Her vision for a just peace is inextricably linked to accountability. The international multilateral system, she argues, failed in its most fundamental duty: to prevent genocide. To now grant impunity to the perpetrators would be to complete that failure. “People want justice and accountability, and justice has to be universal to succeed,” she cautions. There can be no lasting security built upon unaddressed graves. 
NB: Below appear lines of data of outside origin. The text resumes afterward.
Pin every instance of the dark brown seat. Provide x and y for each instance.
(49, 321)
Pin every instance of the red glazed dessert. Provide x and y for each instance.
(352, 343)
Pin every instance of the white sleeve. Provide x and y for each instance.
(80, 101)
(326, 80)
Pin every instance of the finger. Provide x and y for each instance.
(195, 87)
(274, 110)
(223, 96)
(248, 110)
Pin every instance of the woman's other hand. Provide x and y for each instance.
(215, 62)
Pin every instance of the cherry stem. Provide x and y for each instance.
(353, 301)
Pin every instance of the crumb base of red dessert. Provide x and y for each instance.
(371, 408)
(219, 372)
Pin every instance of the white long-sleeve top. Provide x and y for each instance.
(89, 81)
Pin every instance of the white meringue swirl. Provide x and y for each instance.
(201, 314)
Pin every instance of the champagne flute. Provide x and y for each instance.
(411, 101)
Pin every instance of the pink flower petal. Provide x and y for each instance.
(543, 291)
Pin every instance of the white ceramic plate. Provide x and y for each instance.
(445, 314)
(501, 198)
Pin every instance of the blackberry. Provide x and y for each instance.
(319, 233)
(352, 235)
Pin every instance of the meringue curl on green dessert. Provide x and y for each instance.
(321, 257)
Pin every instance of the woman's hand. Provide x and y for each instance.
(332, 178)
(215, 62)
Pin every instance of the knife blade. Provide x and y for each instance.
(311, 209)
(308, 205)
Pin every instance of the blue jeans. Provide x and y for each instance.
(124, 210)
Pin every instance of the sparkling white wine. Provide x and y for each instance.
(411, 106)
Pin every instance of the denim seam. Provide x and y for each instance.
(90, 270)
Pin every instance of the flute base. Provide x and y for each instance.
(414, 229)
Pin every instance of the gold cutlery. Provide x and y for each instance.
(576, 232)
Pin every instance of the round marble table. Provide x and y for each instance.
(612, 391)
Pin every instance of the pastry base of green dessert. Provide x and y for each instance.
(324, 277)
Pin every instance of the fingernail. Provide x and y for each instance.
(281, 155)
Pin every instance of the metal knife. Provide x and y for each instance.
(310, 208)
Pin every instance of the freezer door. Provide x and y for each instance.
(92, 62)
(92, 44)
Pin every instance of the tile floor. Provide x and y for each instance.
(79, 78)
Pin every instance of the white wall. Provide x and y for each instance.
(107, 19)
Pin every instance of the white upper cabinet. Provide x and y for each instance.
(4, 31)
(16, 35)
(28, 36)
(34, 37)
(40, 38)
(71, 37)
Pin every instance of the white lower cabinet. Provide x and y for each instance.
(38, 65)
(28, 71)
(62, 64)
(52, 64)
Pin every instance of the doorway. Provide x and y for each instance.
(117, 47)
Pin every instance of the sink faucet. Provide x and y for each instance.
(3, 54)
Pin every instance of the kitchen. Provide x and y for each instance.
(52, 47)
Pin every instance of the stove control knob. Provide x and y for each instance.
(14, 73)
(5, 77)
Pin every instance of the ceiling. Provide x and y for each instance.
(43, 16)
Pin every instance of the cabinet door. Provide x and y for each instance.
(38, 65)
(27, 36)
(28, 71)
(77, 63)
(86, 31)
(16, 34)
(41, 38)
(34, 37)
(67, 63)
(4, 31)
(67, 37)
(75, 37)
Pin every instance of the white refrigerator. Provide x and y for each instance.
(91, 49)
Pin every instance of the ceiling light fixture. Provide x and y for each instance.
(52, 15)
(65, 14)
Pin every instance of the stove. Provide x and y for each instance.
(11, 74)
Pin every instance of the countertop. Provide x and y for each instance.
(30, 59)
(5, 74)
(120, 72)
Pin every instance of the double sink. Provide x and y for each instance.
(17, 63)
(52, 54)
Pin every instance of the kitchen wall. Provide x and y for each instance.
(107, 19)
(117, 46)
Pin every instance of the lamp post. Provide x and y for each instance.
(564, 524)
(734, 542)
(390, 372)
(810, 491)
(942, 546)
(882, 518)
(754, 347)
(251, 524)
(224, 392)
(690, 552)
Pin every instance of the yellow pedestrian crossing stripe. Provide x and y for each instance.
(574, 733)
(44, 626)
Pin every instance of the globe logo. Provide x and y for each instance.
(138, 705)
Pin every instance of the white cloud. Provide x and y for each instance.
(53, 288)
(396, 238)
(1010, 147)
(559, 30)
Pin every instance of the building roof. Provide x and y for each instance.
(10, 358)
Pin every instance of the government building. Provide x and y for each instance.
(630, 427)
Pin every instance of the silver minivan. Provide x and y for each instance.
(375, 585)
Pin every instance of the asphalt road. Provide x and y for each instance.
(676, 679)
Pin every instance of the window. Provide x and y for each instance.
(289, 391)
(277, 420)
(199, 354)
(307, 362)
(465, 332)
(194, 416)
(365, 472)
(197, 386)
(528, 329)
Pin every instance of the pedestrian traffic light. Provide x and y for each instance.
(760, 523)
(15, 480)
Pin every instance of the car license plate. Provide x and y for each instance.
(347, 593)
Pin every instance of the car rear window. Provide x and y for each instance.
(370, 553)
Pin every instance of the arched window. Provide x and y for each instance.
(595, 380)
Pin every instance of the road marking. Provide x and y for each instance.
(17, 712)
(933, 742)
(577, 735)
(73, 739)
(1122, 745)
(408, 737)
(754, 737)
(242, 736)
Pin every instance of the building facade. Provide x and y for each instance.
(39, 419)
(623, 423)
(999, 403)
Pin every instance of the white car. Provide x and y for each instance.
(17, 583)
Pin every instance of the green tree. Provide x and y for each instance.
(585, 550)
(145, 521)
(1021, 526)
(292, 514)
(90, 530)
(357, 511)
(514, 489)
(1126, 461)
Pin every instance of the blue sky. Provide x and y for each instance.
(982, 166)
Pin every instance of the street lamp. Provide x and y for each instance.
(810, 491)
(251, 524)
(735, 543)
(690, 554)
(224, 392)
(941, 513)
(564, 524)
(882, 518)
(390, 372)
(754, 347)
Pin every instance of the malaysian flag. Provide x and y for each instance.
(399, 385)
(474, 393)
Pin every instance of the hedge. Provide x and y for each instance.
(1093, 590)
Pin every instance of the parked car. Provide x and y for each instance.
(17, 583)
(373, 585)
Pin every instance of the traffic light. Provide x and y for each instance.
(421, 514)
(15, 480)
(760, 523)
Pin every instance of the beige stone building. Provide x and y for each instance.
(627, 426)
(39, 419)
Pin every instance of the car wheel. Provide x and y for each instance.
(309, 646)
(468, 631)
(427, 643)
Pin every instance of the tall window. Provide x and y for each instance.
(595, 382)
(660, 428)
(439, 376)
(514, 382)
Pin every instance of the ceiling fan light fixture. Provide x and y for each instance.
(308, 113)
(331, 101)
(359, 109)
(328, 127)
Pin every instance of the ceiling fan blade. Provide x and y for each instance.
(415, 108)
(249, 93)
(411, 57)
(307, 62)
Navi Pillay’s journey—from the segregated courtrooms of Natal to the global stage of international law—is a map of the long road toward justice. Her finding of genocide in Gaza is a controversial, painful, but legally grounded verdict on a crisis unfolding before our eyes. It is a call to action rooted in the hard-won lesson of her own life: that the arc of the moral universe does not bend on its own. It is bent by the collective will of those who, even in the face of overwhelming force, refuse to stop believing in the impossible, and refuse to let the world look away.